RPCA Semantics (20 Jan 2008)

I'm currently writing an RPC layer in Haskell (and also in C since I expect that I'll need it). I'm using libevent's tagged datastructures (which is why you've see Haskell support for that from me), however I'm not using evrpc because of a number of reasons. Firstly, it uses HTTP as a transport. What troubles me about using HTTP directly as a transport layer is the in-order limits that it imposes. The server cannot deliver replies out of order, nor can it deliver multiple replies for a single request (at least, not with replies to other requests mixed in), nor can it send any unsolicited messages (e.g. lame-mode messages).

Also, evrpc has no support for lameness, although that's fixable (modulo the HTTP issues). Because of all that I decided to roll my own, called RPCA (because I'm not sufficiently self-centered just to call it Network.RPC :)). I'm including part of the RPCA documentation below for comments.

RPCA is an RPC system, but that's a pretty loose term covering everything from I2C messages to SOAP. So this is the definition of exactly what an RPCA endpoint should do.

RPCA RPCs are request, response pairs. Each request has, at most, one response and every response is generated by a single request. That means, at the moment, so unsolicited messages from a server and no streaming replies.

RPCs are carried over TCP connections and each RPC on a given connection is numbered by the client. Each RPC id must be unique over all RPCs inflight on that TCP connection. (Inflight means that a request has been send, but the client hasn't processed the reply yet.) A reply must come back over the same TCP connection as the request which prompted it. If a TCP connection fails, all RPCs inflight on that connection also fail.

An RPC request or reply is a pair of byte strings. The first is the header, which is specific to RPCA. The only part of the header which applications need be concerned with is the error code in the reply header. The second is the payload (either the arguments in the case of a request, or the result in the case of a reply). This may be in any form of the applications' choosing, but it expects that it'll be a libevent tagged data structure.

An RPC is targeted at a service, method pair.
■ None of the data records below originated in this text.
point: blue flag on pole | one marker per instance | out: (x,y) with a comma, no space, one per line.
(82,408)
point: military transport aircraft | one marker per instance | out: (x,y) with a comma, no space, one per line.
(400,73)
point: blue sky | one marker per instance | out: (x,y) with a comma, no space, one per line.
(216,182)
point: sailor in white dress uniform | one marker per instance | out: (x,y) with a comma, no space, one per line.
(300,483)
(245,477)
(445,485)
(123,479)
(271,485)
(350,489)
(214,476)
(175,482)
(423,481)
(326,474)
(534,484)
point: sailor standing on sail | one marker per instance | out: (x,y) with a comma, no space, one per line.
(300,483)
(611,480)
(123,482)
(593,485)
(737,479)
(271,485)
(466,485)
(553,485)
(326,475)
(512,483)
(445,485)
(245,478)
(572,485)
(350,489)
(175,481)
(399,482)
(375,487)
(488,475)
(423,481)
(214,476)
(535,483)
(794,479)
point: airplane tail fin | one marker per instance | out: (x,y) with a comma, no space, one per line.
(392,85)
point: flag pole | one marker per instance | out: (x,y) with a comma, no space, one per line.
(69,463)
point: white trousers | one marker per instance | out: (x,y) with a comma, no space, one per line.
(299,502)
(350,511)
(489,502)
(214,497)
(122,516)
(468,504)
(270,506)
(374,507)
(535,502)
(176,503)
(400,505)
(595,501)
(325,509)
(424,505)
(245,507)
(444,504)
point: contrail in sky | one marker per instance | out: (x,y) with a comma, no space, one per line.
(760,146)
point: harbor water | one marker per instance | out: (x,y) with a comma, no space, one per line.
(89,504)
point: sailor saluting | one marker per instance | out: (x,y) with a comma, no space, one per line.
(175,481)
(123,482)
A server can export many services but each must have a unique name on that server. (A server is a TCP host + port number.) Each service can have many methods, the names of which need only be unique within that service.
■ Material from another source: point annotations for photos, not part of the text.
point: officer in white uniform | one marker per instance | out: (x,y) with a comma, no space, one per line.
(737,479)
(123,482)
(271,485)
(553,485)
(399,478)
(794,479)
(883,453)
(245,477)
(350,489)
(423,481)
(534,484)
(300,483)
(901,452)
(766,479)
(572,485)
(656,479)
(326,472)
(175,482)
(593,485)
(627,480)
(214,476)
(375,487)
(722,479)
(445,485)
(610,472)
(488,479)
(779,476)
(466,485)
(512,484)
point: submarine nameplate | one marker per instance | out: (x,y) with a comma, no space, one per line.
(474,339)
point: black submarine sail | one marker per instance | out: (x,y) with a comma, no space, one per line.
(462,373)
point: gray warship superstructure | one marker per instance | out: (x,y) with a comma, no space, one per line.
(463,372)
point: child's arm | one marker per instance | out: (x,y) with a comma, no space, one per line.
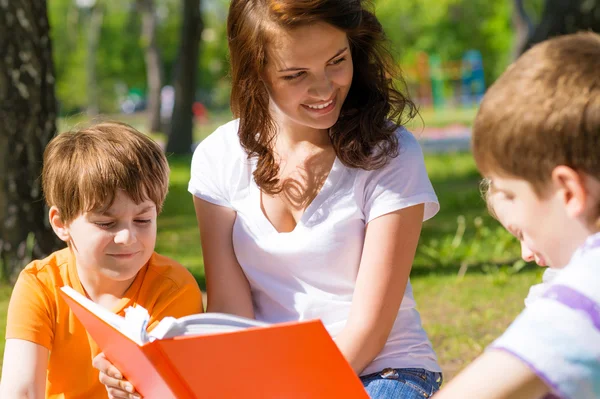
(24,371)
(388,252)
(495,375)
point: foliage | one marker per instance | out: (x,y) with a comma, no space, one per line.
(449,28)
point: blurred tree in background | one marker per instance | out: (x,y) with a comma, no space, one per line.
(182,123)
(560,17)
(28,115)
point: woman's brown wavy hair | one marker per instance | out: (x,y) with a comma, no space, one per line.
(364,135)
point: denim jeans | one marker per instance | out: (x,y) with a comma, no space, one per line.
(402,384)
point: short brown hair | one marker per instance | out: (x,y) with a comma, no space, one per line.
(364,135)
(544,111)
(84,168)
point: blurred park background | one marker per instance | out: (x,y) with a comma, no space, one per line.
(162,66)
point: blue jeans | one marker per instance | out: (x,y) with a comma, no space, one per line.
(402,384)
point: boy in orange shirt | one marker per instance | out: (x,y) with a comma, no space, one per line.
(105,186)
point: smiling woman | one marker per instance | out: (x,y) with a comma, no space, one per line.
(310,204)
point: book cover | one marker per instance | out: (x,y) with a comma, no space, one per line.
(293,360)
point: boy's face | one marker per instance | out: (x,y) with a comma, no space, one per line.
(117,243)
(503,215)
(538,223)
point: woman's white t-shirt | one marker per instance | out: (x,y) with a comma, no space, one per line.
(310,272)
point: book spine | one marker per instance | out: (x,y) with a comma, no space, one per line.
(163,366)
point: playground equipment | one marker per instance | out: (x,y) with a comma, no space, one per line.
(440,84)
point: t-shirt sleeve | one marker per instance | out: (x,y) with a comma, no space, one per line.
(177,301)
(558,337)
(210,173)
(402,183)
(30,312)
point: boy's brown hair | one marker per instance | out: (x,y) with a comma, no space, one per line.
(544,111)
(84,168)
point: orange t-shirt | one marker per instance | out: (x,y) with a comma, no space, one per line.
(37,313)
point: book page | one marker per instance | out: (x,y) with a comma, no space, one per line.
(203,323)
(133,325)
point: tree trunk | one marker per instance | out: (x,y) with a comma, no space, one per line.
(153,63)
(93,40)
(523,27)
(182,123)
(561,17)
(28,115)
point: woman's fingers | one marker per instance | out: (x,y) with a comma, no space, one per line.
(101,363)
(118,388)
(112,379)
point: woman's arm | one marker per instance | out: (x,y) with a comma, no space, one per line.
(388,252)
(495,375)
(227,288)
(24,372)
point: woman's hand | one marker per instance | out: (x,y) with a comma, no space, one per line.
(112,379)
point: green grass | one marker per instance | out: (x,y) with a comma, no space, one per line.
(461,314)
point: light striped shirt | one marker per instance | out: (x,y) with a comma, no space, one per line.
(558,335)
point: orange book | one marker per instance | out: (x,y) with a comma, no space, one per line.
(214,355)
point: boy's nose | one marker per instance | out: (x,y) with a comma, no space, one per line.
(125,237)
(526,253)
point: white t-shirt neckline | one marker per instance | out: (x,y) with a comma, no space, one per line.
(322,196)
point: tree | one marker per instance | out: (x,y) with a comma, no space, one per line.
(182,123)
(154,70)
(28,115)
(561,17)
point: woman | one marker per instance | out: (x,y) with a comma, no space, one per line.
(310,204)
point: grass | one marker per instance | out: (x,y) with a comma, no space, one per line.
(467,279)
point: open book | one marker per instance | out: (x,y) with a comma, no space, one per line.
(219,356)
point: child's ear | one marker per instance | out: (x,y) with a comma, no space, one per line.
(571,188)
(58,225)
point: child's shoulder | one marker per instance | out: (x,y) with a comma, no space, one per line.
(52,270)
(163,271)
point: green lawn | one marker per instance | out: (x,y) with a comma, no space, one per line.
(462,312)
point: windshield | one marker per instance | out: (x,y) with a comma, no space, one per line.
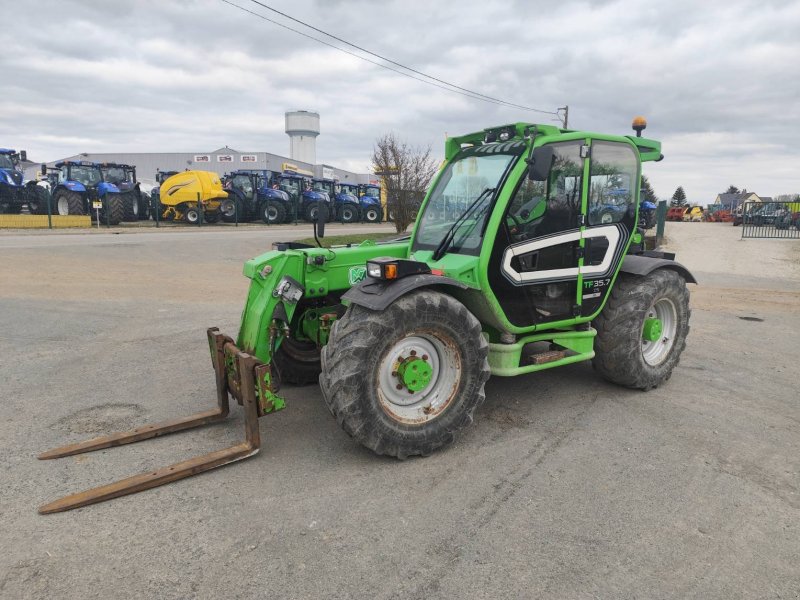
(464,192)
(87,175)
(114,174)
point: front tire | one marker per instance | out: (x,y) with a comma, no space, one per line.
(372,215)
(404,381)
(273,213)
(642,330)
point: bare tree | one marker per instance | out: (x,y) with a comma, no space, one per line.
(407,172)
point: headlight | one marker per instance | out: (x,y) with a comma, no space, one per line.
(388,268)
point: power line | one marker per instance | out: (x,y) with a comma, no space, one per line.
(459,90)
(338,39)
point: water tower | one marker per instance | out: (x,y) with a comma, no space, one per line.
(302,127)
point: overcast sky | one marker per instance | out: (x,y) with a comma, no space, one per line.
(719,81)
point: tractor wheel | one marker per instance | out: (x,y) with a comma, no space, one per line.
(115,205)
(273,213)
(228,209)
(297,362)
(311,212)
(144,207)
(68,203)
(130,206)
(642,329)
(37,200)
(372,215)
(347,213)
(190,214)
(404,381)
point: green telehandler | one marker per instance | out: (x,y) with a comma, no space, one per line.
(509,270)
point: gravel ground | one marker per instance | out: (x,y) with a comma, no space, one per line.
(565,486)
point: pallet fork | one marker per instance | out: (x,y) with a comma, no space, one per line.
(237,373)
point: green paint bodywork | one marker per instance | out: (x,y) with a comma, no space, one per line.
(415,373)
(323,284)
(652,330)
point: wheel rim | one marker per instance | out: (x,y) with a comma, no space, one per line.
(662,317)
(418,378)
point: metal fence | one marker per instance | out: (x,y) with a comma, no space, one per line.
(769,220)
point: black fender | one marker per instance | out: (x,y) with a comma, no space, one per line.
(376,294)
(644,265)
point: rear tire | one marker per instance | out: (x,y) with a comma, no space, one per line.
(37,200)
(273,213)
(373,401)
(623,356)
(347,213)
(115,205)
(228,209)
(297,362)
(68,203)
(130,204)
(191,214)
(311,212)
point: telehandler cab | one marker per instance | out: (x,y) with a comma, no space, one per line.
(403,335)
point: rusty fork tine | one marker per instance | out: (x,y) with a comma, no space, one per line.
(144,432)
(183,469)
(146,481)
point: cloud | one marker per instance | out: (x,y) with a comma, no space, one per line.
(715,79)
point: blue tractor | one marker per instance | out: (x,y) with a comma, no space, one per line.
(78,184)
(14,191)
(369,199)
(304,199)
(136,203)
(345,206)
(254,194)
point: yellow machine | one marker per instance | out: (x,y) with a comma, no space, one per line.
(179,195)
(695,213)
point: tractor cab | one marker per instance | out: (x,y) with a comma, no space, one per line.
(541,218)
(14,192)
(253,193)
(305,200)
(77,184)
(124,177)
(369,199)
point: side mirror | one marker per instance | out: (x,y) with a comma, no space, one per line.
(322,218)
(539,163)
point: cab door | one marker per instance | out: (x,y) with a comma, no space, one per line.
(562,240)
(612,198)
(535,261)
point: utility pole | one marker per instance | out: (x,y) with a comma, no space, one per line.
(566,115)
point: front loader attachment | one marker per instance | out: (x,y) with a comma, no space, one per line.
(237,373)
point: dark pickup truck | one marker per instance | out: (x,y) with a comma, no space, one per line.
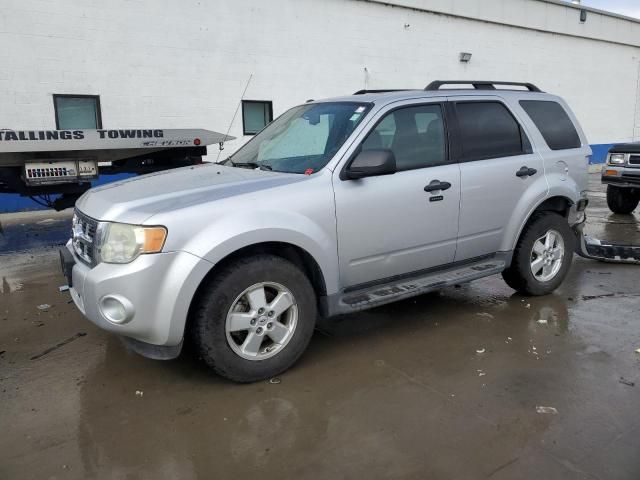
(621,174)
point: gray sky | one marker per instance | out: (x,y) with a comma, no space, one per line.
(630,8)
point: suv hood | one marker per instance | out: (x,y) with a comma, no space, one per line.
(136,199)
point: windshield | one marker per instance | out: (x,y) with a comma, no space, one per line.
(303,139)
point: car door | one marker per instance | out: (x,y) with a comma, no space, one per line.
(402,223)
(497,168)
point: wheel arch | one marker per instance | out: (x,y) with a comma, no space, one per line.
(288,251)
(560,204)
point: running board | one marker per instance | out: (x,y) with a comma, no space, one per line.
(406,288)
(594,249)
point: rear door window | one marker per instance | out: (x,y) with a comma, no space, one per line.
(416,136)
(489,130)
(553,122)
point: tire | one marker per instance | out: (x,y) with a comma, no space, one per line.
(621,200)
(231,354)
(520,276)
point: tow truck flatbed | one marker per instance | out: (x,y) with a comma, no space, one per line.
(41,163)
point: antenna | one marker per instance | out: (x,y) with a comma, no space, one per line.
(234,115)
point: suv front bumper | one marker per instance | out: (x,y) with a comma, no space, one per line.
(146,300)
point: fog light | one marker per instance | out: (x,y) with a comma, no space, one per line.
(116,309)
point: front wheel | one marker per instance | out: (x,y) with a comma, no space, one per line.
(254,318)
(622,200)
(542,257)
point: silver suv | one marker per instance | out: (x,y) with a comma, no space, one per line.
(337,206)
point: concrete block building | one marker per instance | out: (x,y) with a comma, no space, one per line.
(234,65)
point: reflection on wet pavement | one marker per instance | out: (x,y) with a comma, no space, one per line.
(396,392)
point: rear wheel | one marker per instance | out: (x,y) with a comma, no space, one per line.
(542,257)
(255,318)
(622,200)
A Channel is an abstract concept on the client side of a way of delivering RPCs, and getting the replies back from a given server, service pair. It's distinct from a connection in that a Channel can have many connections (usually only one at a time, though) and that a Channel targets a specific service on a server.

On a given server a service may be up, lame or down. There's no difference between a service which is down and a service which a server doesn't export. Services which are lame are still capable of serving requests, but are requesting that clients stop sending them because, for example, the server is about to shutdown. When a service becomes lame it sends special health messages along all inbound connections to the server, so that clients may be asynchronously notified. (Note that health messages aren't RPCs so this doesn't contradict the above assertion that there are no unsolicited RPC replies.)

If a Channel is targeted at a single server, service pair, then it's free to assume that the service is immediately up. If not, the server will set the error code in the RPC replies accordingly. If a Channel is load-balancing (i.e. is has multiple possible servers that a request could be routed to) it must wait to perform a health check before routing any requests to any server. A load-balancing Channel stops routing requests to any servers which report lameness.

Note that lameness is a per-service value so that some services on a server may be lame with others are up.